Personal information
- Born: October 2, 1976 (age 49) Philadelphia, Pennsylvania, U.S.
- Height: 6 ft 3 in (1.91 m)
- Weight: 297 lb (135 kg)

Career information
- College: West Virginia
- NFL draft: 1999: 2nd round, 52nd overall pick

Career history
- Tennessee Titans (1999–2002); Cincinnati Bengals (2003–2008);

Career NFL statistics
- Total tackles: 303
- Sacks: 27.5
- Forced fumbles: 4
- Fumble recoveries: 6
- Interceptions: 1
- Stats at Pro Football Reference

= John Thornton (defensive tackle, born 1976) =

American football player (born 1976)

John Jason Thornton (born October 2, 1976) is an American former professional football player who was a defensive tackle in the National Football League (NFL). He played college football for the West Virginia Mountaineers and was selected by the Tennessee Titans in the second round of the 1999 NFL draft.

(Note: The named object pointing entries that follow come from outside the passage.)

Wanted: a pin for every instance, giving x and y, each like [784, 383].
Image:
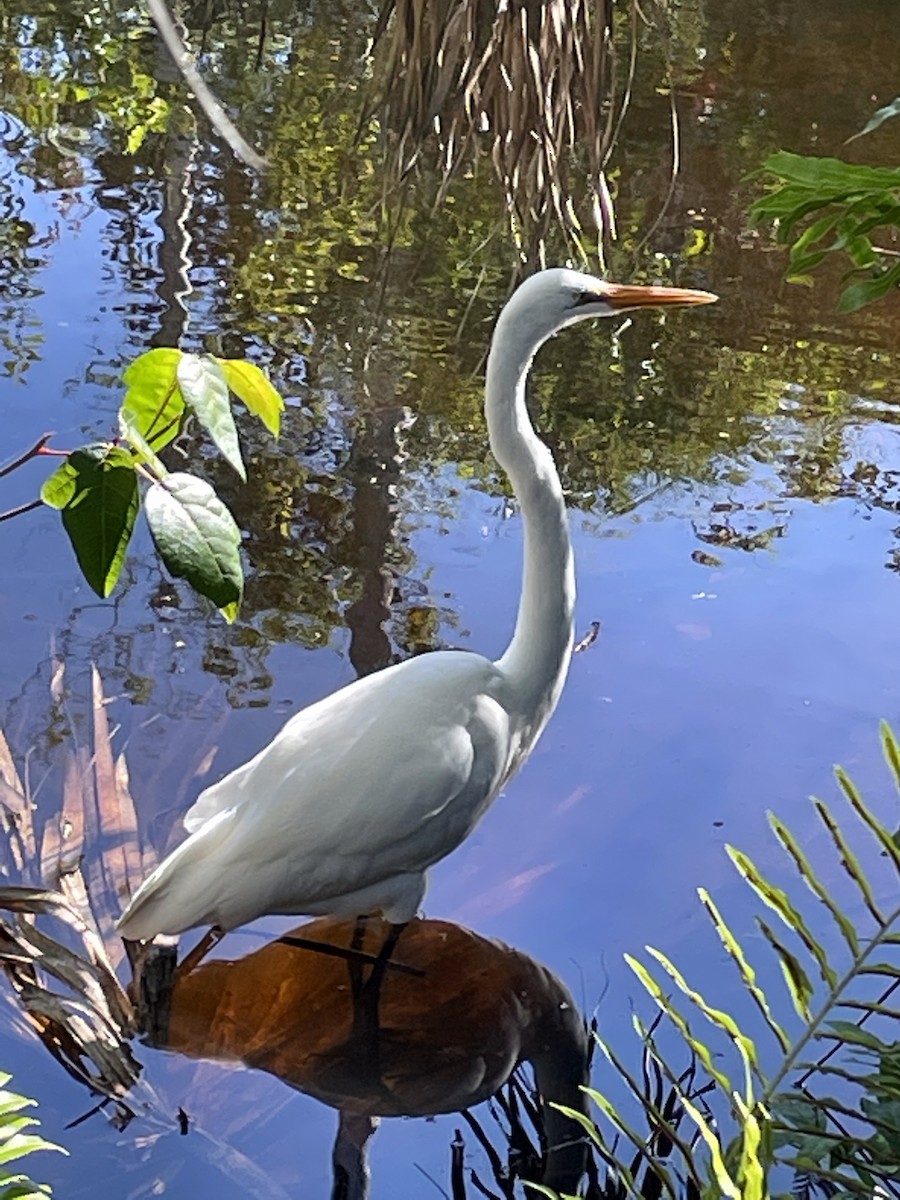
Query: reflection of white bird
[360, 793]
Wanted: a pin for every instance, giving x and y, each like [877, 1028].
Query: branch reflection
[442, 1030]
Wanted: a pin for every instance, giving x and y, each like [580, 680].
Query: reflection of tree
[325, 275]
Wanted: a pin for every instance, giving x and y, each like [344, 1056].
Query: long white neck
[537, 660]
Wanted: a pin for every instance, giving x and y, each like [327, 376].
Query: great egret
[360, 793]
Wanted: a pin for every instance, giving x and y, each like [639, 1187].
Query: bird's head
[556, 298]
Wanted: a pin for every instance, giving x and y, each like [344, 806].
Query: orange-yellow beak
[627, 295]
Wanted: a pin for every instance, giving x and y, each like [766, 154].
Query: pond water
[731, 471]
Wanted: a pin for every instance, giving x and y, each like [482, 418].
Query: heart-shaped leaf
[154, 405]
[251, 385]
[204, 387]
[97, 491]
[197, 538]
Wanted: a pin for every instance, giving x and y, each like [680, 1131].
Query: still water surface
[715, 690]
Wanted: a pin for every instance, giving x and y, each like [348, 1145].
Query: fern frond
[846, 1144]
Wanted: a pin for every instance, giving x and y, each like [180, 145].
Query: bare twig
[216, 115]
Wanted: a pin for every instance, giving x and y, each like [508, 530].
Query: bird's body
[361, 792]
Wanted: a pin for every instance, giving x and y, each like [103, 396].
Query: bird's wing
[385, 775]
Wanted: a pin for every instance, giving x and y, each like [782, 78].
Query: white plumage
[360, 793]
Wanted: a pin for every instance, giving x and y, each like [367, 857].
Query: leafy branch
[97, 489]
[822, 207]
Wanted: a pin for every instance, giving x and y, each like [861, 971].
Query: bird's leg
[371, 990]
[349, 1157]
[210, 939]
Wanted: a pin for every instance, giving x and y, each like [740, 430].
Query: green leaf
[154, 406]
[204, 387]
[813, 882]
[831, 177]
[717, 1017]
[197, 537]
[97, 491]
[798, 983]
[747, 972]
[780, 903]
[868, 817]
[879, 118]
[143, 450]
[849, 861]
[251, 385]
[700, 1049]
[892, 751]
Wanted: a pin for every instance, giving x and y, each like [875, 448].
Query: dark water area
[732, 475]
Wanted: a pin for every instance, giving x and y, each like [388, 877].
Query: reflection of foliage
[105, 84]
[534, 84]
[829, 1116]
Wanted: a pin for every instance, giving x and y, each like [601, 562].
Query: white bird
[360, 793]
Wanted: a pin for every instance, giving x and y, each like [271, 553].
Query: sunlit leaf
[892, 750]
[849, 859]
[747, 972]
[154, 407]
[718, 1017]
[197, 537]
[143, 450]
[251, 385]
[813, 882]
[780, 903]
[699, 1048]
[798, 982]
[204, 387]
[885, 839]
[97, 492]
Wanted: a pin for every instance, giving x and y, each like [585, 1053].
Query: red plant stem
[37, 448]
[23, 508]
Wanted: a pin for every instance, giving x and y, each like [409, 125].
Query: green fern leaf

In addition to four years in Tennessee, Thornton also played six seasons with the Cincinnati Bengals. He retired following the 2008 season.

==Early life==
Thornton attended Scotland School for Veterans' Children in Chambersburg, Pennsylvania, a residential school for relatives of veterans. Thornton played football and basketball at SSVC, winning a PIAA-A state championship in basketball in 1994.

==College career==
Thornton attended West Virginia University and was a two-time All-Big East selection. As a senior, he was defensive co-captain and earned First-team All-America honors from The Sports Network. He also started every game his last three seasons. He also became a member of Alpha Phi Alpha fraternity.

==Professional career==

Pre-draft measurables
| Height | Weight | 40-yard dash | 10-yard split | 20-yard split | 20-yard shuttle | Three-cone drill | Vertical jump | Broad jump | Bench press |
| 6 ft 3 in (1.91 m) | 299 lb (136 kg) | 5.00 s | 1.72 s | 2.89 s | 4.46 s | 8.09 s | 32.0 in (0.81 m) | 9 ft 3 in (2.82 m) | 26 reps |
All values from NFL Combine

===Tennessee Titans===
Thornton was selected by the Tennessee Titans in the second round (52nd overall) in the 1999 NFL draft. He made his debut against the Cincinnati Bengals on September 12 and recorded one tackle. During the regular season he made 4.5 sacks which was the most made by any rookie defensive tackle. He appeared in Super Bowl XXXIV for the Titans against the St. Louis Rams.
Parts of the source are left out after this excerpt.